I'd be cautious about chasing on day one.
The biggest risk with a blockbuster IPO is not the quality of the company. It is the gap between a great business and the price investors are willing to pay. History is full of excellent companies that delivered poor short-term returns because expectations became excessive.
For SpaceX, there are three separate questions:
Is SpaceX a world-class company? Probably yes.
Can it continue growing through Starlink, launch services, and future space infrastructure? Likely yes.
Is any valuation justified on listing day? Not necessarily.
The "liquidity unlock" argument is plausible, but markets rarely move for a single reason. If rates, inflation, or geopolitical risks remain elevated, money released after the IPO may not flow straight back into AI and growth stocks.
For traders, day-one volatility could be enormous.

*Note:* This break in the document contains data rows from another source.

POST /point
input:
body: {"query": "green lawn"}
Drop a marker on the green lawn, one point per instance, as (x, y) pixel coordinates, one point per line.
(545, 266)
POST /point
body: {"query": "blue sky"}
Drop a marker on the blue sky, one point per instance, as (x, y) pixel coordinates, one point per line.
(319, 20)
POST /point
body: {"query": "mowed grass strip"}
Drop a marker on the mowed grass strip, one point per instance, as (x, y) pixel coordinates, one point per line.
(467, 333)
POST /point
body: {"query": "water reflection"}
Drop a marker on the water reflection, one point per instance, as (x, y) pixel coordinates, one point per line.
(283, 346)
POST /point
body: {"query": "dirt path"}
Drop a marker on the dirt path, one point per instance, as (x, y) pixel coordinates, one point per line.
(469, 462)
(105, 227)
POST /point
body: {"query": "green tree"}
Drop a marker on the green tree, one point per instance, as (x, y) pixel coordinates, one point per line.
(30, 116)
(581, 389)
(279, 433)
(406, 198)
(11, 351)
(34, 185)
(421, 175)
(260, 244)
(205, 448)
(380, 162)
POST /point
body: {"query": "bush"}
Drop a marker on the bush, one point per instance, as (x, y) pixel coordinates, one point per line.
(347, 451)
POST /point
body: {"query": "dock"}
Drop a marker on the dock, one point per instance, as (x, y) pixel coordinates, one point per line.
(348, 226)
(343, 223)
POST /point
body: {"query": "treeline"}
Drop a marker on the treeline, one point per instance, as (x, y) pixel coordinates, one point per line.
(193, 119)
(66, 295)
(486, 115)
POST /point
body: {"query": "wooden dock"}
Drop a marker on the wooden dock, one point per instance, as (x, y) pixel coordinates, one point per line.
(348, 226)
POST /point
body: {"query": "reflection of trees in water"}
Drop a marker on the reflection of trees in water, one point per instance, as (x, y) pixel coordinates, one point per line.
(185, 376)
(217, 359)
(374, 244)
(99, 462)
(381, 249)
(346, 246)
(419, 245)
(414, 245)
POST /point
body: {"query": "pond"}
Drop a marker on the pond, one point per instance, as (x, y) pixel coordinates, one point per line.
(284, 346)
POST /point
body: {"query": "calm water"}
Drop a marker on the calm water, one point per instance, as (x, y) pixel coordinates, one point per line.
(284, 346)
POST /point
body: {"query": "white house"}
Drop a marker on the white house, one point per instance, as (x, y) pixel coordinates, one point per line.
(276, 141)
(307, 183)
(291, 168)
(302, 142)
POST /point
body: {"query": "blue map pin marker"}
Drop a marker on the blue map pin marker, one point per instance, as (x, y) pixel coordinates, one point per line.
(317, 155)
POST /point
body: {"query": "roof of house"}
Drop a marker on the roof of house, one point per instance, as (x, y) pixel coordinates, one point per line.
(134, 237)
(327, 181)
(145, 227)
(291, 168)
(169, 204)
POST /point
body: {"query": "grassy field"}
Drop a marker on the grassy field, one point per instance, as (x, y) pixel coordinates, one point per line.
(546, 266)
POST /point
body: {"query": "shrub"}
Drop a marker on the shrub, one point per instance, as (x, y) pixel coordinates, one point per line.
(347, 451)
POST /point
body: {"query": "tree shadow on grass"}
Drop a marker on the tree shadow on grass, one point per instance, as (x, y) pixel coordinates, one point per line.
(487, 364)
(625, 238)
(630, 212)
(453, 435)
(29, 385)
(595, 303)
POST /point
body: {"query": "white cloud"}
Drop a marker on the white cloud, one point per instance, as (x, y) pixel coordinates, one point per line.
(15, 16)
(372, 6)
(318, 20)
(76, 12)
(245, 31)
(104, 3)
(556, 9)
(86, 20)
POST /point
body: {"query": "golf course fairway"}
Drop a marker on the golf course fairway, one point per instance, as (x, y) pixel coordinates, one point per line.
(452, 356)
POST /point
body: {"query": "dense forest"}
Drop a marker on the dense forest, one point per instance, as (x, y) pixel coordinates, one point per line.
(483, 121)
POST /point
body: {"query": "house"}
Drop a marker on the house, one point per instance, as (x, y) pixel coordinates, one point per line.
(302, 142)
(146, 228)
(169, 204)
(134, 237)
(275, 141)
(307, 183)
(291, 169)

For investors, waiting a few earnings reports may provide a clearer picture of valuation and execution.
As for proxies:
Rocket Lab has a real launch business and growing space systems segment, but its valuation has expanded significantly.
AST SpaceMobile offers a unique direct-to-cell opportunity, though execution risk remains much higher.
If I had to choose between "buy at any price on day one" and "wait", I'd lean towards waiting. Missing the first 10-20% of a move is usually less damaging than buying into peak euphoria and enduring a 30-50% drawdown if sentiment cools.
The key metric I would watch is not the opening-day share price. It is whether SpaceX can justify its valuation with actual cash flow growth from Starlink and its broader space ecosystem over the next few years.